Best way to check for breaches of rate limit using the Assistants API?

openai / openai-dotnet

The official .NET library for the OpenAI API

https://www.nuget.org/packages/OpenAI

MIT License

707 stars 60 forks source link

Best way to check for breaches of rate limit using the Assistants API? #66

Open Jaffacakes82 opened 1 week ago

Jaffacakes82 commented 1 week ago

Hi,

What is the recommended approach to leveraging the Assistants API via this SDK and appropriately handling breaches of the TPM rate limits?

I'm using RAG with both GPT-3.5-turbo and GPT-4o models, and given context tokens count towards the rate limit, I'm hitting these semi-frequently.
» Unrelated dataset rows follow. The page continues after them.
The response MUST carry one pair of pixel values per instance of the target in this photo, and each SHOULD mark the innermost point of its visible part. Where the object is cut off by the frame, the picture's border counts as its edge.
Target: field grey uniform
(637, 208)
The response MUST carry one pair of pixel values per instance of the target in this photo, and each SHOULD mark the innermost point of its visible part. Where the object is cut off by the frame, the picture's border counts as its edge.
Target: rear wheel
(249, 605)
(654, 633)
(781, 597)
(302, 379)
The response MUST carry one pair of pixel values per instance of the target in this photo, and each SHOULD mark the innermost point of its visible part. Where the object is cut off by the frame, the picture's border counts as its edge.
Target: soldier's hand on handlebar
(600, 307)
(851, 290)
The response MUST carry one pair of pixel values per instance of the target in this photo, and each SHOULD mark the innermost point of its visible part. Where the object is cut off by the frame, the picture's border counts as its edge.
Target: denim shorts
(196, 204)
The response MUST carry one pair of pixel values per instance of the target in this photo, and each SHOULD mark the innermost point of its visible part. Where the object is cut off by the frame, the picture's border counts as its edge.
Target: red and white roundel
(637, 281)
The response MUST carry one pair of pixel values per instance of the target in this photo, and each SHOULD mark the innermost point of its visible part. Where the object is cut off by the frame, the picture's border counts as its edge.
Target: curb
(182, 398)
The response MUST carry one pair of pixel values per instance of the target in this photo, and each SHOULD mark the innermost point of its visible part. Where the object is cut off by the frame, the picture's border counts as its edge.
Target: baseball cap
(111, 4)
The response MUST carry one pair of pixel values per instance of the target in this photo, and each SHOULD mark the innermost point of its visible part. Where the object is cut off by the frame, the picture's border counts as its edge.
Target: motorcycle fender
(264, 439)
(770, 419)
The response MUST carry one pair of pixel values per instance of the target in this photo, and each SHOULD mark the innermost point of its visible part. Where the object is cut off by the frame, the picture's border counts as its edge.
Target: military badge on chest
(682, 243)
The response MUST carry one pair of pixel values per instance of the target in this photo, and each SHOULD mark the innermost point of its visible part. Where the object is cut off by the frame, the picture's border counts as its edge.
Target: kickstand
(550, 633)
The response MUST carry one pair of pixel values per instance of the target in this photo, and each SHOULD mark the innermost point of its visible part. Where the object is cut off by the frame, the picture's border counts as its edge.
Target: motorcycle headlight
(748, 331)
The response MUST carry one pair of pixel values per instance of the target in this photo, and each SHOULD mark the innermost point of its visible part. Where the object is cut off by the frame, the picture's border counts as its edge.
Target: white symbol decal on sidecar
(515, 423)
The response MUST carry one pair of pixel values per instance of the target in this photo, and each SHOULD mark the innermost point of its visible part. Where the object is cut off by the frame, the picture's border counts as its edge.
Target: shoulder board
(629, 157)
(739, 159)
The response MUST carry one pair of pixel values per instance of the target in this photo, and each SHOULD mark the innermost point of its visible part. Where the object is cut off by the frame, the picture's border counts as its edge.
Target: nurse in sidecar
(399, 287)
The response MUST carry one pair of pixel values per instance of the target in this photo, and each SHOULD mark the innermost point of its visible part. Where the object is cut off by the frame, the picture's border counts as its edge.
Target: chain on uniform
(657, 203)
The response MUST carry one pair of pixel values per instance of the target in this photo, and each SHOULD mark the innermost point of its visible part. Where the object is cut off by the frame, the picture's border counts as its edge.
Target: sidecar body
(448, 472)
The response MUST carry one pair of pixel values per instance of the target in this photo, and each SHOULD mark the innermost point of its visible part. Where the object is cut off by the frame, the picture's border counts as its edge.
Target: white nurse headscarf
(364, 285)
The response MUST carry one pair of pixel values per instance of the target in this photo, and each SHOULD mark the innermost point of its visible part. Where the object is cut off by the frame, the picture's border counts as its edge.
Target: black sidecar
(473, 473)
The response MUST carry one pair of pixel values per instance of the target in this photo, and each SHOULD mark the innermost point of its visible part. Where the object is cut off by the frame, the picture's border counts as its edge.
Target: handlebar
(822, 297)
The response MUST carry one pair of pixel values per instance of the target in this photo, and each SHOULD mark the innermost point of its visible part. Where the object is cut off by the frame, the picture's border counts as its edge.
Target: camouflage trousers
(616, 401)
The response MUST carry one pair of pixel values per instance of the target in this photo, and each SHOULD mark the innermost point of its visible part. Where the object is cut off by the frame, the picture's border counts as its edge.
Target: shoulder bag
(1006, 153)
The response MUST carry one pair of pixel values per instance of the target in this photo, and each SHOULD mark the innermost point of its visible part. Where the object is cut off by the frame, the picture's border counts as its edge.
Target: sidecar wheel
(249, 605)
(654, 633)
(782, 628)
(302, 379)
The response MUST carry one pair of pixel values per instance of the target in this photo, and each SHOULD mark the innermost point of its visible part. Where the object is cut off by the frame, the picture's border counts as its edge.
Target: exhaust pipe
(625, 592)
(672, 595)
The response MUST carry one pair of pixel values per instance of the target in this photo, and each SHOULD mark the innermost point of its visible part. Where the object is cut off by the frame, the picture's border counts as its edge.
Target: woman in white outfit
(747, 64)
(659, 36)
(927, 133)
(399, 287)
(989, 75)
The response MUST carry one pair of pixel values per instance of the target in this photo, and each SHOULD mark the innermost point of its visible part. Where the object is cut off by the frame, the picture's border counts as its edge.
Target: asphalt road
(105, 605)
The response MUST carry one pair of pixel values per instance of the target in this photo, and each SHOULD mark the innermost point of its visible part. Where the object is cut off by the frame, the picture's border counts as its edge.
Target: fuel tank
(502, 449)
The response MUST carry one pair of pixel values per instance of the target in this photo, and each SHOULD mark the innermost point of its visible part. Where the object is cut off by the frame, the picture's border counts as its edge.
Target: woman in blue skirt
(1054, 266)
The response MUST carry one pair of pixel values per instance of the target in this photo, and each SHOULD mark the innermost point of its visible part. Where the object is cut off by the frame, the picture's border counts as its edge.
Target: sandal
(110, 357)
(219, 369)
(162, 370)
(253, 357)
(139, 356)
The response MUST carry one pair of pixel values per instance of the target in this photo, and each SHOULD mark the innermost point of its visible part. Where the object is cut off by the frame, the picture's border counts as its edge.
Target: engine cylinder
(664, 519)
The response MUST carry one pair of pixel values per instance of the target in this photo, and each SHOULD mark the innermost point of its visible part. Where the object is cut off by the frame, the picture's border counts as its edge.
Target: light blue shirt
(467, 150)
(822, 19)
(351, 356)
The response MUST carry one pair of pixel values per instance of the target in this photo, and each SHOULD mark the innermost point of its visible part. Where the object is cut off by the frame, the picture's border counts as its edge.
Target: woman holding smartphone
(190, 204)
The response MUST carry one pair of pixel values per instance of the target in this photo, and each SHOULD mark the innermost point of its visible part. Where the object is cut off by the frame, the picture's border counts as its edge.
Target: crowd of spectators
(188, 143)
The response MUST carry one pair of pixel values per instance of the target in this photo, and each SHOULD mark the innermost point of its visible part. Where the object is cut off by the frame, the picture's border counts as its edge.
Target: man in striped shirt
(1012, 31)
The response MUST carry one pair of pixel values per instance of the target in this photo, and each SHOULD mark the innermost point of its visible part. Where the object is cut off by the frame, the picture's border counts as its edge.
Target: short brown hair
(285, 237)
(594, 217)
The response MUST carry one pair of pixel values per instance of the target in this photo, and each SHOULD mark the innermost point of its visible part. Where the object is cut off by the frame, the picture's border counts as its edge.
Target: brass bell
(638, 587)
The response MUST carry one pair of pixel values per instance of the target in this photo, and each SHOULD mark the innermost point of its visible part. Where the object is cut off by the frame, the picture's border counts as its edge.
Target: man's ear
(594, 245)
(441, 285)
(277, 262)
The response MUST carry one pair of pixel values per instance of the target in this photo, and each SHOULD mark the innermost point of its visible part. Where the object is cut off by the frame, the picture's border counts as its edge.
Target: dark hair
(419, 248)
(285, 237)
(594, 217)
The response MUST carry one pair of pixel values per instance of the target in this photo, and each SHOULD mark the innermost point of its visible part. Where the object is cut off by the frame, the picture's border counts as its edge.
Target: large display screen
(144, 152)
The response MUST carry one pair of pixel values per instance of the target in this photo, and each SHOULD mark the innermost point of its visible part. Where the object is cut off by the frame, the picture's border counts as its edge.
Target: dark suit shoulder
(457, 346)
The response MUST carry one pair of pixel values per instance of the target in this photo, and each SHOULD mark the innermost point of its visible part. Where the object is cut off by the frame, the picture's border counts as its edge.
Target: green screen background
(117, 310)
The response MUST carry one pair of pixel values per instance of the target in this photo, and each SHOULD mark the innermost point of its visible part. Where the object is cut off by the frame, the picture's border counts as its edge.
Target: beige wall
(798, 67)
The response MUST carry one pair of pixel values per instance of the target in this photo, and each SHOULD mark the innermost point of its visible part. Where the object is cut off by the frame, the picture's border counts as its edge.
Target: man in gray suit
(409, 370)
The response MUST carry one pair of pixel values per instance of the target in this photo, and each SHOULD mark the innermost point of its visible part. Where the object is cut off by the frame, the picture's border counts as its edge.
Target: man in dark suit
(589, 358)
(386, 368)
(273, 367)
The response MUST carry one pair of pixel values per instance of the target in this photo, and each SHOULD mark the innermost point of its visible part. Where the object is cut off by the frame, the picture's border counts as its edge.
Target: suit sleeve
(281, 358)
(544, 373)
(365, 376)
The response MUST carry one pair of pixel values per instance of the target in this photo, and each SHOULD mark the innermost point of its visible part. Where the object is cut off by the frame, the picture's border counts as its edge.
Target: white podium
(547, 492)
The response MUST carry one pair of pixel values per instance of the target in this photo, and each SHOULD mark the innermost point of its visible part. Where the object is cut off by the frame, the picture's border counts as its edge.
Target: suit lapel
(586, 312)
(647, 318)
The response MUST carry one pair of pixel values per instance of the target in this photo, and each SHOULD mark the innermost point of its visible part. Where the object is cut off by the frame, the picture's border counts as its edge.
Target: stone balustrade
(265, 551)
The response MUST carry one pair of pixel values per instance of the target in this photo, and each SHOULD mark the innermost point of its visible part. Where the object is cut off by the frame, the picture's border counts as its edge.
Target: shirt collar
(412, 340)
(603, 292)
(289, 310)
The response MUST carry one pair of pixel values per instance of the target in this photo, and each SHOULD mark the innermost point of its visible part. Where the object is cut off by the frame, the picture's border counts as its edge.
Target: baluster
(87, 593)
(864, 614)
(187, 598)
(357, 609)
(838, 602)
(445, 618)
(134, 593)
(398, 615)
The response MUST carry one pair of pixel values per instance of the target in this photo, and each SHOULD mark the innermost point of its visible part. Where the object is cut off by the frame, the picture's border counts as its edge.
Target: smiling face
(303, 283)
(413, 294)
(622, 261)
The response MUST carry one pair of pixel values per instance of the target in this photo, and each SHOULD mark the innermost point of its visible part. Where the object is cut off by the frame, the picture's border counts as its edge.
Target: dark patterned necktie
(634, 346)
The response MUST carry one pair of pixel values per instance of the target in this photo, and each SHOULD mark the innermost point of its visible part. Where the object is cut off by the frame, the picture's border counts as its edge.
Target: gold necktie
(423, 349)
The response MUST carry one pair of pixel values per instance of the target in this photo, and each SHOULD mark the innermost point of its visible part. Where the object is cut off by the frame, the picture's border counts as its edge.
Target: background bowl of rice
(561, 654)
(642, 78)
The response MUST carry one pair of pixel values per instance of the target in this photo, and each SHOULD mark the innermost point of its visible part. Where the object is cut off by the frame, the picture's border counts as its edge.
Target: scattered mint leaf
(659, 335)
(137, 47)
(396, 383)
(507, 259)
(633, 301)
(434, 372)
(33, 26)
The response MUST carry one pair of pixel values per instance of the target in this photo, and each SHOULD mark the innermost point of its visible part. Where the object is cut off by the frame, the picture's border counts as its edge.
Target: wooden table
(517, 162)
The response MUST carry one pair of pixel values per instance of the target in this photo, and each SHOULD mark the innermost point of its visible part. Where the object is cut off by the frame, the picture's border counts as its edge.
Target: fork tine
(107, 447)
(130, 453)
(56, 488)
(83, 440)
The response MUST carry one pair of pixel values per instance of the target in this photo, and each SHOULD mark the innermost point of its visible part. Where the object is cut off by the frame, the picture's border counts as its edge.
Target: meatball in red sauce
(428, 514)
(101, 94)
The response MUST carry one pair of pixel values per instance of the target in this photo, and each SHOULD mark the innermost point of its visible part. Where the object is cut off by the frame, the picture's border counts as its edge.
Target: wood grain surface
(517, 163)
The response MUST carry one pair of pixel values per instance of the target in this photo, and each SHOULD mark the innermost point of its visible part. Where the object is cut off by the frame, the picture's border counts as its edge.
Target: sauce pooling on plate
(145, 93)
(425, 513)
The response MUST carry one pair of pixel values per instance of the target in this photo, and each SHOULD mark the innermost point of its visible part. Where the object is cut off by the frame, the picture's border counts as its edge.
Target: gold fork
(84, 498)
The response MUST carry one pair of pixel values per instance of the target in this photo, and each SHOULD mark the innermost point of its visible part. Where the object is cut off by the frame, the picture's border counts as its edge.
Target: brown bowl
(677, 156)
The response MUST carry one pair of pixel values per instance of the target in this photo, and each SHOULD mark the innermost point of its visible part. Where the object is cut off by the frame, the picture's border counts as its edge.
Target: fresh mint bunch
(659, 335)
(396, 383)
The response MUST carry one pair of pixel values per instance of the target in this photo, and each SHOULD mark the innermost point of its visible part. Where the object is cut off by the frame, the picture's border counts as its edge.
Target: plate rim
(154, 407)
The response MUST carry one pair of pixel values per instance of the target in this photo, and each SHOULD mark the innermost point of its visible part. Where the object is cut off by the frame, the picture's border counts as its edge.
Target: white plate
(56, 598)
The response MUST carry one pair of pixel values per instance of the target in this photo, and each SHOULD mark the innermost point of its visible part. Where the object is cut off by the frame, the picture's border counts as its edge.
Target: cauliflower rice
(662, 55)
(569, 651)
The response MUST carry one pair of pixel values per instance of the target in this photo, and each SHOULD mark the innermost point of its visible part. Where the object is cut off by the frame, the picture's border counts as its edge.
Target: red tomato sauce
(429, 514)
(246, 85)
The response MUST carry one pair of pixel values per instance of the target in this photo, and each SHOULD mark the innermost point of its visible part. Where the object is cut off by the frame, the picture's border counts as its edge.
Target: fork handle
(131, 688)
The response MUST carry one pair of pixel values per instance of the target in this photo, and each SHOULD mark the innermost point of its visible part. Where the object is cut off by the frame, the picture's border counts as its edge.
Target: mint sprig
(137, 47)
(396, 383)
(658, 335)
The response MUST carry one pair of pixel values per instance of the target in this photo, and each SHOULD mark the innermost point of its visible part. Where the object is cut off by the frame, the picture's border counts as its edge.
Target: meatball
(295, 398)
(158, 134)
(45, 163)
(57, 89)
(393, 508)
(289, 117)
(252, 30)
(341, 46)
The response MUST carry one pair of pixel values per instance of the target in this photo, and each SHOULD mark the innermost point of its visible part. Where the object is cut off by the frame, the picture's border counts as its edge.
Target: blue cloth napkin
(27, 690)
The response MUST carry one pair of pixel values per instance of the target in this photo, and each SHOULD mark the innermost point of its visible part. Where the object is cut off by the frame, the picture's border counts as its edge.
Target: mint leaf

How should I handle this?

Thanks!

KrzysztofCwalina commented 1 week ago

This is a good issue. Thanks for bringing it to our attention. We will think about possibly offering a built-in solution for this, but as a workaround I wonder if you could not handle this using a custom policy:

Create a subclass of PipelinePolicy that handles the error you get when you emceed the rate limit, in which case the policy would throttle (i.e. Task.Delay)
create an instance of OpenAIClientOptions and call AddPolicy(yourCustomPolicy, PipelinePosition.PerTry) on it.
Inject the policy into the AssitantClient by passing the instance of [OpenAIClientOptions to the client's constructor. The

trrwilson commented 1 week ago

To add to this: if you'd like to examine the values of the documented rate limit response headers, you can also do that without a custom policy by retrieving the raw response from the formal response wrapper and then checking its header values:

ClientResult<ThreadRun> runResult = client.CreateRun("assistantId", "threadId");
if (runResult.GetRawResponse().Headers.TryGetValue("x-ratelimit-limit-tokens", out string remainingTokenText))
{
    // remainingTokenText has a value like: "150000"
}
ResultCollection<StreamingUpdate> streamingUpdates = client.CreateRunStreaming("threadId", "assistantId");
if (streamingUpdates.GetRawResponse().Headers.TryGetValue("x-ratelimit-reset-tokens", out string resetTimeText))
{
    // resetTime has a value like: "6m0s"
}

As @KrzysztofCwalina mentioned, we'll look into providing a more direct and typed mechanism to retrieve this; ideally, when the keys are well-known, you shouldn't need to provide them explicitly like this.

Jaffacakes82 commented 1 week ago

Thanks @KrzysztofCwalina @trrwilson. I've implemented a basic solution using exponential backoff for now.

It might make sense to make this available in the Usage property of the ThreadRun.

KrzysztofCwalina commented 1 week ago

@Jaffacakes82, be aware that the clients already implement a retry logic (with exponential backoff). The retries happen on any error, and apparently they delay is not enough for your scenarios. But, because of the retry logic , it's very important that when you add your custom policy to the client, you add it at "PerTry" position. Otherwise, the built in retry logic will kick in first and the client will still be retrying too early.

trrwilson commented 1 week ago

@KrzysztofCwalina, I believe this is the related System.ClientModel issue: https://github.com/Azure/azure-sdk-for-net/issues/44222

Without the built-in DelayStrategy, I think retries are -- without the custom policy -- happening immediately, irrespective of hints like retry-after headers.